Les chroniques de Darko – Je suis toujours là : Le courage d’une femme face à la dictature

Voilà douze ans que Walter Salles n’avait pas réalisé de film! Lui qui avait replacé son pays sur la carte du cinéma mondial avec le très beau et très émouvant Central do Brasil en 1998 qui s’était vu décerner l’Ours d’Or à Berlin. Il inaugurait ainsi une nouvelle vague de films brésiliens par une génération de réalisateurs doués dont Fernando Meirelles dont il produisit le film La Cité de Dieu en 2002. Cette fois-ci, Walter Salles décide de revisiter l’histoire de son pays en nous ramenant aux années de la dictature militaire brésilienne qui commença en 1964 pour ne s’achever que vingt ans plus tard en 1985. Et il met en avant le portrait de l’un de ses réfractaires, un ancien député travailliste exilé puis revenu dans son pays pour y exercer le métier d’ingénieur, Rubens Paiva.

Nous sommes en 1970 et la première partie du film nous brosse le portrait de sa famille, vivant à Rio dans une résidence faisant face à la mer. Famille unie par l’amour réciproque de ses membres, celui de Ruben et de son épouse Eunice, et des parents pour leurs enfants dont le petit Marcelo dont le film est l’adaptation du livre publié en 2015: Ainda Sou Aqui. Le domicile apparaît comme un lieu de regroupement des amis et proches de la famille. On y danse, on y rit et on y mange tous ensemble tandis que les hommes s’isolent pour parler de choses sérieuses. Et c’est d’abord par l’entremise de la télévision que se fait jour la réalité du pays. Un ambassadeur enlevé en échange duquel on demande la libération de prisonniers politiques. Puis Veroca, l’aînée de la famille se fait arrêter par la police lors d’un barrage routier mis en place par la police militaire à la recherche de suspects – la brutalité des policiers s’y manifeste à travers un climat d’angoisse qui prend à la gorge. Un hélicoptère survole la plage, des camions où sont entassés des militaires passent sur la route. La menace se fait de plus en plus présente, de plus en plus directe.

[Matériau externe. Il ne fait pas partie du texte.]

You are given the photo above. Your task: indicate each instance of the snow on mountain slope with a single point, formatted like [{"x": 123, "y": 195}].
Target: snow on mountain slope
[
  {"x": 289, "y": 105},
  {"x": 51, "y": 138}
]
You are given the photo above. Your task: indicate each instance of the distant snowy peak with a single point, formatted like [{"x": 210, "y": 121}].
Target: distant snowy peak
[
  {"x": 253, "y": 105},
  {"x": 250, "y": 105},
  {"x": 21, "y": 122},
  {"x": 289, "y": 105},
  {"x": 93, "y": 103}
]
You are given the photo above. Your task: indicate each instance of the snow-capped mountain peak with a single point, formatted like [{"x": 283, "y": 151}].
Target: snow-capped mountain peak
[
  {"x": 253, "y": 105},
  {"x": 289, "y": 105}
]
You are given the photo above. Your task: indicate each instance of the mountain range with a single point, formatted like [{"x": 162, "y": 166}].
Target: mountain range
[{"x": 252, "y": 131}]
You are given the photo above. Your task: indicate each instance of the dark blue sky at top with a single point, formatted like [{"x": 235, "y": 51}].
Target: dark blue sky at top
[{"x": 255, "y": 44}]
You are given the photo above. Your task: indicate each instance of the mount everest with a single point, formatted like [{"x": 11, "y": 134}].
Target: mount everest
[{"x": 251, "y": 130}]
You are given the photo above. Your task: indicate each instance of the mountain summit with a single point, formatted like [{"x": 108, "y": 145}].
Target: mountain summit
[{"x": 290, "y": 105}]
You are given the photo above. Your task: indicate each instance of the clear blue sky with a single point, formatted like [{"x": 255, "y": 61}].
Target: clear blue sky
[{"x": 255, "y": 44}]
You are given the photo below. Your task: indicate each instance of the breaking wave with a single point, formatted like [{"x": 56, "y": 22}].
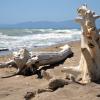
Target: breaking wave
[{"x": 17, "y": 38}]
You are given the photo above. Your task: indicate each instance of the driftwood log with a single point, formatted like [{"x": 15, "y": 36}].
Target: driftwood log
[
  {"x": 28, "y": 63},
  {"x": 89, "y": 65}
]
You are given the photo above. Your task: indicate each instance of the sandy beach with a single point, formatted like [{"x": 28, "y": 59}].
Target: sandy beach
[{"x": 15, "y": 88}]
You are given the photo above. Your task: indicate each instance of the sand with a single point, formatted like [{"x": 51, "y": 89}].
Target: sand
[{"x": 15, "y": 88}]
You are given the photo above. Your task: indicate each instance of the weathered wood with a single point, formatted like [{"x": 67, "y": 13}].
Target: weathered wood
[
  {"x": 27, "y": 63},
  {"x": 89, "y": 65}
]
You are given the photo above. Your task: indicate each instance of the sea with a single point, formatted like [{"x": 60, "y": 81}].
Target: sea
[{"x": 14, "y": 39}]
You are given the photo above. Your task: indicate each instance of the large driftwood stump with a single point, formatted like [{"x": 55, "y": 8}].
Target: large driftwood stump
[
  {"x": 28, "y": 64},
  {"x": 89, "y": 65}
]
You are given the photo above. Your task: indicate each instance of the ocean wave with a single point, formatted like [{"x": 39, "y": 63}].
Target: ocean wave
[{"x": 36, "y": 37}]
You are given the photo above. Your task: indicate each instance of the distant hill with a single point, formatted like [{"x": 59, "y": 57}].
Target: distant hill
[{"x": 45, "y": 25}]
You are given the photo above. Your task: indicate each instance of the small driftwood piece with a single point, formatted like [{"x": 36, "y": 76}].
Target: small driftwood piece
[
  {"x": 89, "y": 65},
  {"x": 28, "y": 64},
  {"x": 53, "y": 84}
]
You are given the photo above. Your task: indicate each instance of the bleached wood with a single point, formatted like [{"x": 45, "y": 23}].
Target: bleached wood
[{"x": 24, "y": 61}]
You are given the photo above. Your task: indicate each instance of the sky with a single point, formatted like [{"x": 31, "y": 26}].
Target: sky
[{"x": 16, "y": 11}]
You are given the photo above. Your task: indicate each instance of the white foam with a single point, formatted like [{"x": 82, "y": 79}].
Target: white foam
[{"x": 43, "y": 37}]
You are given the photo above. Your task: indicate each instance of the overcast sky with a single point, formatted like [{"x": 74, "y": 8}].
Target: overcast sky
[{"x": 15, "y": 11}]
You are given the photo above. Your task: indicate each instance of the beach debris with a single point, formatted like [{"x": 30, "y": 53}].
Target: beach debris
[
  {"x": 53, "y": 84},
  {"x": 28, "y": 64},
  {"x": 89, "y": 65},
  {"x": 4, "y": 49}
]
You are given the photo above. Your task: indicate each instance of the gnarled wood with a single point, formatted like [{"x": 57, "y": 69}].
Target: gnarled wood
[
  {"x": 89, "y": 65},
  {"x": 28, "y": 64}
]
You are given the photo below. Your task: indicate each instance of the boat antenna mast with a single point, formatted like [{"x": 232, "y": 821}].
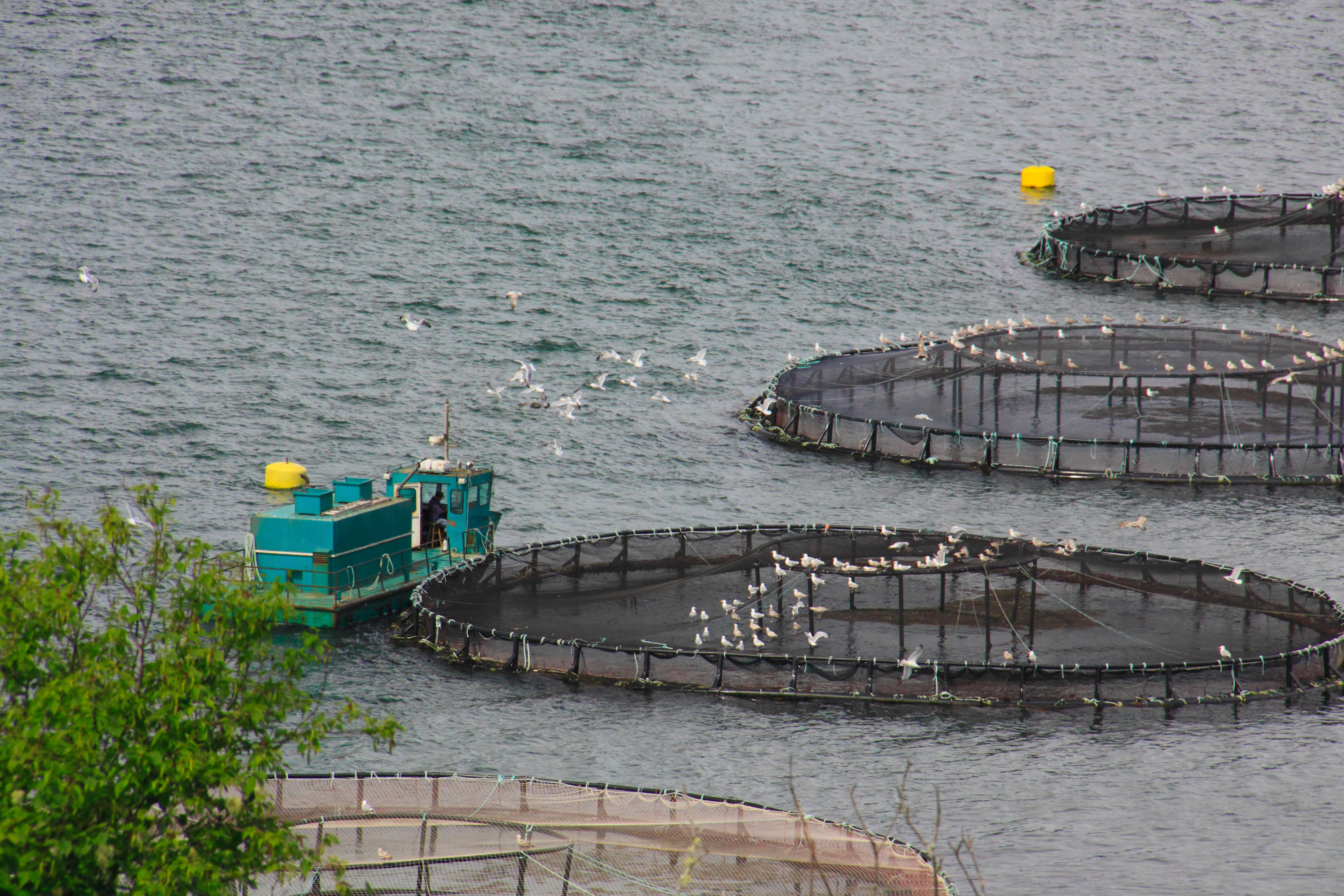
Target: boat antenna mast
[{"x": 444, "y": 440}]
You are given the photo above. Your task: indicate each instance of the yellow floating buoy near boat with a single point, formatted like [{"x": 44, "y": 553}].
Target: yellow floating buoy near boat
[
  {"x": 283, "y": 475},
  {"x": 1038, "y": 177}
]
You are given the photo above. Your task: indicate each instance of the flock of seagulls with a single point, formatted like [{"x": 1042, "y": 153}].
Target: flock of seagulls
[{"x": 536, "y": 395}]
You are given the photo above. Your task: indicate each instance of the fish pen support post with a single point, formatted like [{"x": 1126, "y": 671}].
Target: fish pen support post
[
  {"x": 901, "y": 613},
  {"x": 1222, "y": 420},
  {"x": 1060, "y": 398},
  {"x": 998, "y": 382},
  {"x": 1288, "y": 421},
  {"x": 569, "y": 864},
  {"x": 1032, "y": 615},
  {"x": 987, "y": 613},
  {"x": 812, "y": 625}
]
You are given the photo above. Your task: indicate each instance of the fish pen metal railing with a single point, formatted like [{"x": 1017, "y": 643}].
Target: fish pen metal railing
[
  {"x": 1268, "y": 245},
  {"x": 495, "y": 836},
  {"x": 913, "y": 617},
  {"x": 1134, "y": 402}
]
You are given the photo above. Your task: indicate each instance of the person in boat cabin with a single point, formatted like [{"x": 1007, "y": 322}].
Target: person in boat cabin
[{"x": 435, "y": 515}]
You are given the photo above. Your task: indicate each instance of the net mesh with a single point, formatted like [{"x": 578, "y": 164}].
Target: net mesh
[
  {"x": 510, "y": 837},
  {"x": 892, "y": 616},
  {"x": 1085, "y": 401},
  {"x": 1283, "y": 245}
]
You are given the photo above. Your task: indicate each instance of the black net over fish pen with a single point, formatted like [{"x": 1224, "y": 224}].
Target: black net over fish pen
[
  {"x": 1280, "y": 246},
  {"x": 1134, "y": 402},
  {"x": 515, "y": 836},
  {"x": 893, "y": 616}
]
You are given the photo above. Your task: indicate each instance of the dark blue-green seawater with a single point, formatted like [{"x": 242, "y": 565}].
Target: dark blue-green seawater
[{"x": 264, "y": 189}]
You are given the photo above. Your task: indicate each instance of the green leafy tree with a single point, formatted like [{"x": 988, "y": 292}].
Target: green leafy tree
[{"x": 144, "y": 702}]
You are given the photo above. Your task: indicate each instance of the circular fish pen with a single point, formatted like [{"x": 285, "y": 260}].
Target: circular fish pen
[
  {"x": 1268, "y": 245},
  {"x": 495, "y": 836},
  {"x": 885, "y": 616},
  {"x": 1079, "y": 401}
]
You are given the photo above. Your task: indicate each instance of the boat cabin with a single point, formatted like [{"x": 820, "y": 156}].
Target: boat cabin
[{"x": 452, "y": 502}]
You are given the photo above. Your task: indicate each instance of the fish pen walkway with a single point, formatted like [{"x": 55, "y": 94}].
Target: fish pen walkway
[
  {"x": 1093, "y": 400},
  {"x": 1268, "y": 245},
  {"x": 889, "y": 616},
  {"x": 492, "y": 836}
]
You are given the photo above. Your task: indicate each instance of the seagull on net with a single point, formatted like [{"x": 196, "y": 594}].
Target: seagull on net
[
  {"x": 134, "y": 519},
  {"x": 85, "y": 277},
  {"x": 911, "y": 664}
]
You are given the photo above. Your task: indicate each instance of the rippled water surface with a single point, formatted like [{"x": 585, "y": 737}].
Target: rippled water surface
[{"x": 265, "y": 189}]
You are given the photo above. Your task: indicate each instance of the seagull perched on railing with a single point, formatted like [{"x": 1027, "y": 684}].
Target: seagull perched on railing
[{"x": 911, "y": 663}]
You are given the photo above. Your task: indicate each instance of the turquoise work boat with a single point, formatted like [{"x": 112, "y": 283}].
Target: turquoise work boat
[{"x": 351, "y": 555}]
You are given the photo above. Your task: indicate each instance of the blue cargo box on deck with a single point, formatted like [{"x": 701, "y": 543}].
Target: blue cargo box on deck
[{"x": 337, "y": 550}]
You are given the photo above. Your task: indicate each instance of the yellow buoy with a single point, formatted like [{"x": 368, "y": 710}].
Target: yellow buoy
[
  {"x": 1038, "y": 177},
  {"x": 283, "y": 475}
]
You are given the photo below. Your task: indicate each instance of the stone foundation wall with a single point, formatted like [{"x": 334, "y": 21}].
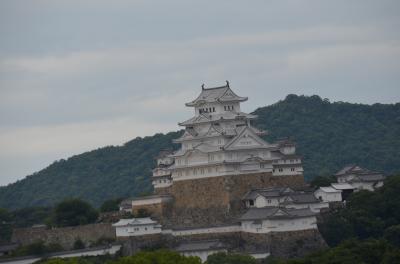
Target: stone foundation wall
[
  {"x": 217, "y": 200},
  {"x": 160, "y": 212},
  {"x": 65, "y": 236},
  {"x": 165, "y": 190}
]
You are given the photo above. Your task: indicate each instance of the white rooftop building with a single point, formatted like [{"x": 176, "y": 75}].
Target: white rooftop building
[{"x": 283, "y": 197}]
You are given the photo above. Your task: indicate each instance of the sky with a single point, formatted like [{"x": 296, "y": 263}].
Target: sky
[{"x": 76, "y": 75}]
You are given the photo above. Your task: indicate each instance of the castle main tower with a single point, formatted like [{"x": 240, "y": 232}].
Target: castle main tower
[{"x": 222, "y": 157}]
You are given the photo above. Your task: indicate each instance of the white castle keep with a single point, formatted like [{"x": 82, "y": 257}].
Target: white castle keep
[{"x": 219, "y": 140}]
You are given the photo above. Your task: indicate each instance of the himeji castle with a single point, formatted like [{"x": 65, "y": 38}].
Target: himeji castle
[{"x": 223, "y": 185}]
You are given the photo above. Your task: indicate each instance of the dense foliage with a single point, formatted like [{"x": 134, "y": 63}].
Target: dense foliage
[
  {"x": 366, "y": 230},
  {"x": 370, "y": 251},
  {"x": 366, "y": 215},
  {"x": 157, "y": 257},
  {"x": 224, "y": 258},
  {"x": 111, "y": 205},
  {"x": 37, "y": 248},
  {"x": 332, "y": 135},
  {"x": 69, "y": 212},
  {"x": 328, "y": 135},
  {"x": 74, "y": 212}
]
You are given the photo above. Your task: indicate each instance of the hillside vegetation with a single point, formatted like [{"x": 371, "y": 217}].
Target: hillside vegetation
[{"x": 328, "y": 135}]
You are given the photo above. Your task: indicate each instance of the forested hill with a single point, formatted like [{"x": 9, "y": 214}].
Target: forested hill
[{"x": 328, "y": 136}]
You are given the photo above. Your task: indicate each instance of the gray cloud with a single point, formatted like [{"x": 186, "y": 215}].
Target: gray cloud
[{"x": 76, "y": 75}]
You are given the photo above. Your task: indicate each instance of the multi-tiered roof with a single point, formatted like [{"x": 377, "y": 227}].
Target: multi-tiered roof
[{"x": 219, "y": 140}]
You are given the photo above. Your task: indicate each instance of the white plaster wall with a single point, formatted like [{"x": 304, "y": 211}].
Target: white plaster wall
[
  {"x": 196, "y": 231},
  {"x": 203, "y": 255},
  {"x": 328, "y": 197},
  {"x": 156, "y": 200},
  {"x": 314, "y": 207},
  {"x": 287, "y": 171},
  {"x": 280, "y": 225}
]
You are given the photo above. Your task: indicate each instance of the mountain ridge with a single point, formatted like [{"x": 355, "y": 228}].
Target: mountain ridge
[{"x": 328, "y": 136}]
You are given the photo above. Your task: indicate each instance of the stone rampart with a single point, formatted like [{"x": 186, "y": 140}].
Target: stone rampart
[
  {"x": 282, "y": 244},
  {"x": 65, "y": 236}
]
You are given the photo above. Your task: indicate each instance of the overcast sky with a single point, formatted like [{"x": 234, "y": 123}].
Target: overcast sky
[{"x": 78, "y": 75}]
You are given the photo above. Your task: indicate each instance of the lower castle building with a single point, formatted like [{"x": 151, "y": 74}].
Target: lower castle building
[{"x": 227, "y": 184}]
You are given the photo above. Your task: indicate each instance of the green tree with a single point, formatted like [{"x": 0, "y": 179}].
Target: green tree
[
  {"x": 78, "y": 244},
  {"x": 5, "y": 225},
  {"x": 158, "y": 257},
  {"x": 74, "y": 212},
  {"x": 322, "y": 181}
]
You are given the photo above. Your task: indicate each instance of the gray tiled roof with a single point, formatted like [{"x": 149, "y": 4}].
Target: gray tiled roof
[
  {"x": 204, "y": 118},
  {"x": 200, "y": 246},
  {"x": 268, "y": 192},
  {"x": 303, "y": 198}
]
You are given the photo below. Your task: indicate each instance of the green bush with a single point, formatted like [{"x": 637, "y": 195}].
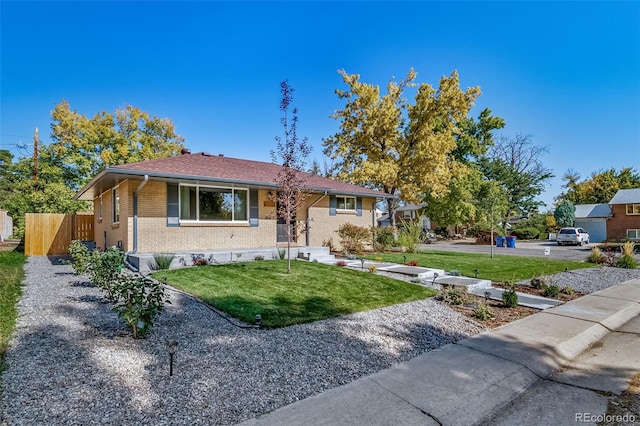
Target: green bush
[
  {"x": 104, "y": 267},
  {"x": 80, "y": 257},
  {"x": 483, "y": 312},
  {"x": 552, "y": 290},
  {"x": 410, "y": 236},
  {"x": 626, "y": 261},
  {"x": 353, "y": 238},
  {"x": 510, "y": 297},
  {"x": 162, "y": 260},
  {"x": 568, "y": 290},
  {"x": 384, "y": 238},
  {"x": 538, "y": 283},
  {"x": 138, "y": 301},
  {"x": 453, "y": 296},
  {"x": 527, "y": 233}
]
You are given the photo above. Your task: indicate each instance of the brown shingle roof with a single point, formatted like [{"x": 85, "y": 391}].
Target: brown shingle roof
[{"x": 203, "y": 166}]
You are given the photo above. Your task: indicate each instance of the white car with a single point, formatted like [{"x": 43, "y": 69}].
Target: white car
[{"x": 576, "y": 236}]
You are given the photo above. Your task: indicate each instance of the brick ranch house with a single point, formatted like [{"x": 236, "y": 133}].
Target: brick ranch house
[
  {"x": 202, "y": 202},
  {"x": 619, "y": 220}
]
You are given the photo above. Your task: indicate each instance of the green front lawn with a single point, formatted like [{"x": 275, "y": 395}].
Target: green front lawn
[
  {"x": 11, "y": 275},
  {"x": 311, "y": 292},
  {"x": 500, "y": 268}
]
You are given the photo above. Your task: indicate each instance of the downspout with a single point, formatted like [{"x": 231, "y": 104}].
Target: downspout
[
  {"x": 307, "y": 232},
  {"x": 135, "y": 219}
]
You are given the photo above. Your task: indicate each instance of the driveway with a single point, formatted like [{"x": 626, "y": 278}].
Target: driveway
[{"x": 523, "y": 248}]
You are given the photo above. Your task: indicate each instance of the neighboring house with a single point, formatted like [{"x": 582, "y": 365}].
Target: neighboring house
[
  {"x": 593, "y": 218},
  {"x": 199, "y": 202},
  {"x": 625, "y": 223},
  {"x": 407, "y": 213}
]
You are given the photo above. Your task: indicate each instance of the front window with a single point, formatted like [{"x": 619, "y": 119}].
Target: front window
[
  {"x": 209, "y": 204},
  {"x": 115, "y": 205},
  {"x": 346, "y": 203},
  {"x": 633, "y": 209},
  {"x": 633, "y": 234}
]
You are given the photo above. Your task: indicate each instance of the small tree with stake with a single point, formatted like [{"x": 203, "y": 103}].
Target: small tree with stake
[{"x": 292, "y": 153}]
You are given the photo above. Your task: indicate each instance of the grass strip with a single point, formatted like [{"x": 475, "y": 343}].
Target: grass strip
[
  {"x": 500, "y": 268},
  {"x": 310, "y": 292}
]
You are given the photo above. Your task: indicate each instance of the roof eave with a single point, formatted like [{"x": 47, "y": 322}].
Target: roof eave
[{"x": 80, "y": 194}]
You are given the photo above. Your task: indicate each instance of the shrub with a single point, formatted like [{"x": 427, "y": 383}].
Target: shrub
[
  {"x": 138, "y": 301},
  {"x": 568, "y": 290},
  {"x": 626, "y": 261},
  {"x": 80, "y": 257},
  {"x": 526, "y": 233},
  {"x": 353, "y": 238},
  {"x": 453, "y": 296},
  {"x": 200, "y": 260},
  {"x": 596, "y": 256},
  {"x": 483, "y": 312},
  {"x": 509, "y": 296},
  {"x": 410, "y": 236},
  {"x": 162, "y": 260},
  {"x": 329, "y": 243},
  {"x": 539, "y": 283},
  {"x": 384, "y": 238},
  {"x": 103, "y": 269},
  {"x": 552, "y": 290}
]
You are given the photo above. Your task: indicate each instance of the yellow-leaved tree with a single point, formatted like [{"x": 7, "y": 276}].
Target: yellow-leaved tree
[{"x": 399, "y": 148}]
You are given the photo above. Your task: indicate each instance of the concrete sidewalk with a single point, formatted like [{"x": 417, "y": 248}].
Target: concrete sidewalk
[{"x": 542, "y": 369}]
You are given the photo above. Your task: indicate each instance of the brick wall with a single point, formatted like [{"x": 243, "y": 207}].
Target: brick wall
[
  {"x": 155, "y": 236},
  {"x": 617, "y": 226}
]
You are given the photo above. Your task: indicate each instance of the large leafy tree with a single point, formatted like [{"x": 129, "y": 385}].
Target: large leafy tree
[
  {"x": 82, "y": 146},
  {"x": 466, "y": 192},
  {"x": 291, "y": 152},
  {"x": 600, "y": 187},
  {"x": 395, "y": 146},
  {"x": 517, "y": 165}
]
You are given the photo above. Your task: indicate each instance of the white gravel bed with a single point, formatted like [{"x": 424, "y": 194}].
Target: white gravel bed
[
  {"x": 72, "y": 362},
  {"x": 590, "y": 280}
]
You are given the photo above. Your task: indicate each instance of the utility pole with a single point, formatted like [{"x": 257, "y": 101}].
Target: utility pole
[{"x": 35, "y": 154}]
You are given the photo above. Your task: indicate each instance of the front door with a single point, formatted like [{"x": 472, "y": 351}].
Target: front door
[{"x": 282, "y": 229}]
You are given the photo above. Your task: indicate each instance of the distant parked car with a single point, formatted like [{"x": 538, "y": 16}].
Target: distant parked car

Un portrait de femme fière et courageuse, sans excès mais digne, un rôle dans lequel excelle l’actrice Fernanda Torres.

C’est ainsi progressivement et par petites touches que le danger se rapproche de la famille qui, pourtant, ne se doute encore de rien. Nous sortons à peine des années 1960 et un vent de liberté – sexuelle : la chanson de Gainsbourg, mais plus général encore de contestation – souffle de l’Occident moderne sur cette famille bourgeoise et cultivée – allusions directes et/ou indirectes au film Blow-up d’Antonioni, à La Chinoise de Godard ou encore à John Lennon – et se mêle à l’atmosphère de dictature militaire du pays, créant un contraste saisissant. Le climat d’insouciance qui prédomine est cependant brisé et rompu par l’apparition d’hommes se réclamant de la police et qui décident d’emmener Rubens au poste pour une soi-disant déposition. Il n’en reviendra jamais. Puis c’est au tour d’Eunice et de sa fille d’être arrêtés, conduites dans un endroit secret, soumises à un interrogatoire serré et enfermées pendant plusieurs jours. Il faut dire que les libertés civiles ayant été supprimées, un code de procédure pénale militaire fut créé qui permettait à l’armée brésilienne et à la police militaire d’arrêter et d’emprisonner des personnes considérées comme suspectes, en plus de rendre impossible tout contrôle judiciaire.

C’est à travers le regard d’Eunice que nous voyons les évènements. Sa lutte pour libérer son mari d’abord, mais aussi pour découvrir la vérité. Une lutte tenace, de tous les instants, pour sauvegarder sa famille, tenir son foyer soudé tout en enquêtant sur la disparition de Rubens dont les journaux occidentaux se font l’écho. Et nous passons de l’atmosphère glaciale de la caserne où elle est enfermée – interrogatoire dans le noir sous la lumière agressive d’une lampe de bureau, couleur bleutée froide de sa cellule, cris des prisonniers qu’on torture – à l’extérieur et à l’air libre qu’elle retrouve dans le seul but de mener son combat. Un combat qu’elle mènera toute sa vie, obtenant une licence d’avocat et militant pour les droits des autochtones sur le territoire de l’Amazonie. Un portrait de femme fière et courageuse, sans excès mais digne, un rôle dans lequel excelle l’actrice Fernanda Torres. Un vibrant plaidoyer pour une liberté chèrement acquise. Un film tout en retenue, suggérant plus encore qu’il ne montre les choses, rendant la réalité d’autant plus terrifiante.